A typical usage scenario is counting the number of autosize-events within the last hours. A high rate of such events could be interpreted as a sign for volumes getting too small.
--name
Name of EMS events whose rate should get calculated. If omitted all events are counted. A string prefixed with a tilde (~string
) is matched like a regular expression. See examples below.
--lookbehind
Time-period for calculating the rate of matching EMS events. Must be a positive integer followed by a time-unit: s(econd), min(ute), h(our), d(day), w(eek). Defaults to 1h.
--rate
Rate used for presenting the result in the message and the thresholds. Can be per_second
, per_minute
, per_hour
, per_day
or per_week
.
--warning
/ --critical
: Thresholds for the rate. The threshold is written as a pure number without any unit. The thresholds unit is taken from the --rate
-parameter.
Examples:
--rate=per_second --warning=3
→ warns if more than 3 events per second
--rate=per_week --warning=3
→ warns if more than 3 events per week
This has changed since v1.1.0 of the plugins! Please check existing configurations from older versions.
For all other parameters consult --help
on the commandline.
The lookbehind-period starts from the latest, matching event. All matching events within this period are added and divided trough the periods number of seconds. This rate is then recalculated according to --rate
and finally displayed as events per time-unit in the checks output.
./check_netapp_ems event-rate -H sim96
Rate of EMS events during the last hour: 4.45/minute
...
A first, probably not very useful example. It just calculates the number of events (any event!) per minute within the last hour.

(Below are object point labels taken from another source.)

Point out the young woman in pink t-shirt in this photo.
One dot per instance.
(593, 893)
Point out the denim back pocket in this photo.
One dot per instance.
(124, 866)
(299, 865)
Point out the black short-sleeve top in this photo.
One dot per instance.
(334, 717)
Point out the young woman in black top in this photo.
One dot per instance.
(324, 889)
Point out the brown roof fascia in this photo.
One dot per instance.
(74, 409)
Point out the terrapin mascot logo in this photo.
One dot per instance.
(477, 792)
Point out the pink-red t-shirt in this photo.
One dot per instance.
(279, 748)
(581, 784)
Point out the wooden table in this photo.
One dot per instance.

./$ check_netapp_ems event-rate -H filer --name=wafl.vol.autoSize.done
Rate of wafl.vol.autoSize.done EMS events during the last hour: 0.01/minute
...
Monitors the number of wafl.vol.autoSize.done events.

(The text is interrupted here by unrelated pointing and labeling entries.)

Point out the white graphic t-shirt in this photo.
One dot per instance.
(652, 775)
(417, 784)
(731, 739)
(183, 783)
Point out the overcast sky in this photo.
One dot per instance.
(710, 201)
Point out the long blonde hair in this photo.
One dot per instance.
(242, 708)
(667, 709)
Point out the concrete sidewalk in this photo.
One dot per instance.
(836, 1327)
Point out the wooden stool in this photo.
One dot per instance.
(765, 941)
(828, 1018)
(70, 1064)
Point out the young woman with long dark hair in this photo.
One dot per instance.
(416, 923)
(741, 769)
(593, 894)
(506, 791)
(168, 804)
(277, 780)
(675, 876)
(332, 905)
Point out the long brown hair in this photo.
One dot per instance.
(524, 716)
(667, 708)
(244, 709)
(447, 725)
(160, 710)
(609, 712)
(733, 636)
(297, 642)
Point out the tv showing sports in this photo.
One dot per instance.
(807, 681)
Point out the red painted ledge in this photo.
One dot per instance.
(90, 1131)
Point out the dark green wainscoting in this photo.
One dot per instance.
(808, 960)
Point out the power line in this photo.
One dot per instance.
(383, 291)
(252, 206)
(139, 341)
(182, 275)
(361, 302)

./$ check_netapp_ems event-rate -H filer --name=wafl.vol.autoSize.done --rate=per_day
Rate of wafl.vol.autoSize.done EMS events during the last hour: 14.40/day
...
Same as above but displays the rate as number of autosize-events per day.

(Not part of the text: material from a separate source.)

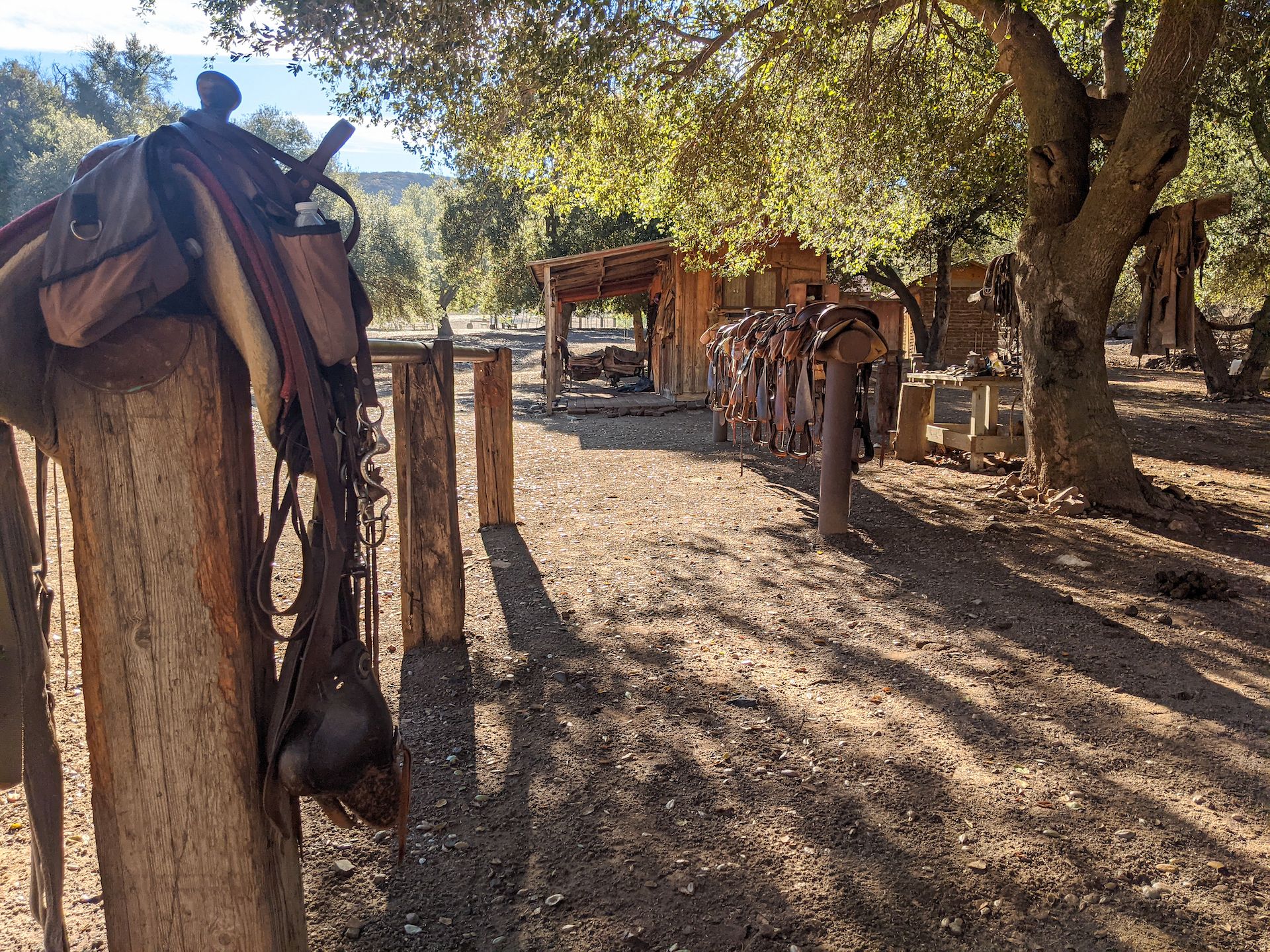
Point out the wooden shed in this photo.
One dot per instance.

The calculation is still based on the last hour (the default value for --lookbehind
.) See the next example on how to change that.
./$ check_netapp_ems event-rate -H filer --name=wafl.vol.autoSize.done --rate=per_day --lookbehind=1d
Rate of wafl.vol.autoSize.done EMS events during the last 24 hours: 13.82/day
...
Using a regular expression (regex) allows to monitor similar but not exactly equal events. E.g. to monitor any raid event:
$ check_netapp_ems event-rate -H sim96 --name="~^raid\." --rate=per_hour
Rate of ~^raid\. EMS events during the last hour: 157.27/hour
Using raid.rg.media_scrub will reduce that to counting media-scrub events only:
$ check_netapp_ems event-rate -H sim96 --name="~^raid\.rg\.media_scrub" --rate=per_hour
Rate of ~^raid\.rg\.media_scrub EMS events during the last hour: 127.67/hour
And setting --name
to a string (no tilde in front), will count only events whose name equals exactly:
$ check_netapp_ems event-rate -H sim96 --name=raid.rg.media_scrub.done --rate=per_hour
Rate of raid.rg.media_scrub.done EMS events during the last hour: 37.44/hour
Using the ^
sign in front of the expression, anchors it to the beginning of the text and assures that only events whose name starts with raid are counted. Omitting the ^
would make the regex match also a name like somtext.raider.somthing
which is probably not what you intended.
Also do not forget to escape regex-active characters like the dot (would match any character). Especially on the commandline you should also quote the whole regex as seen in the example above.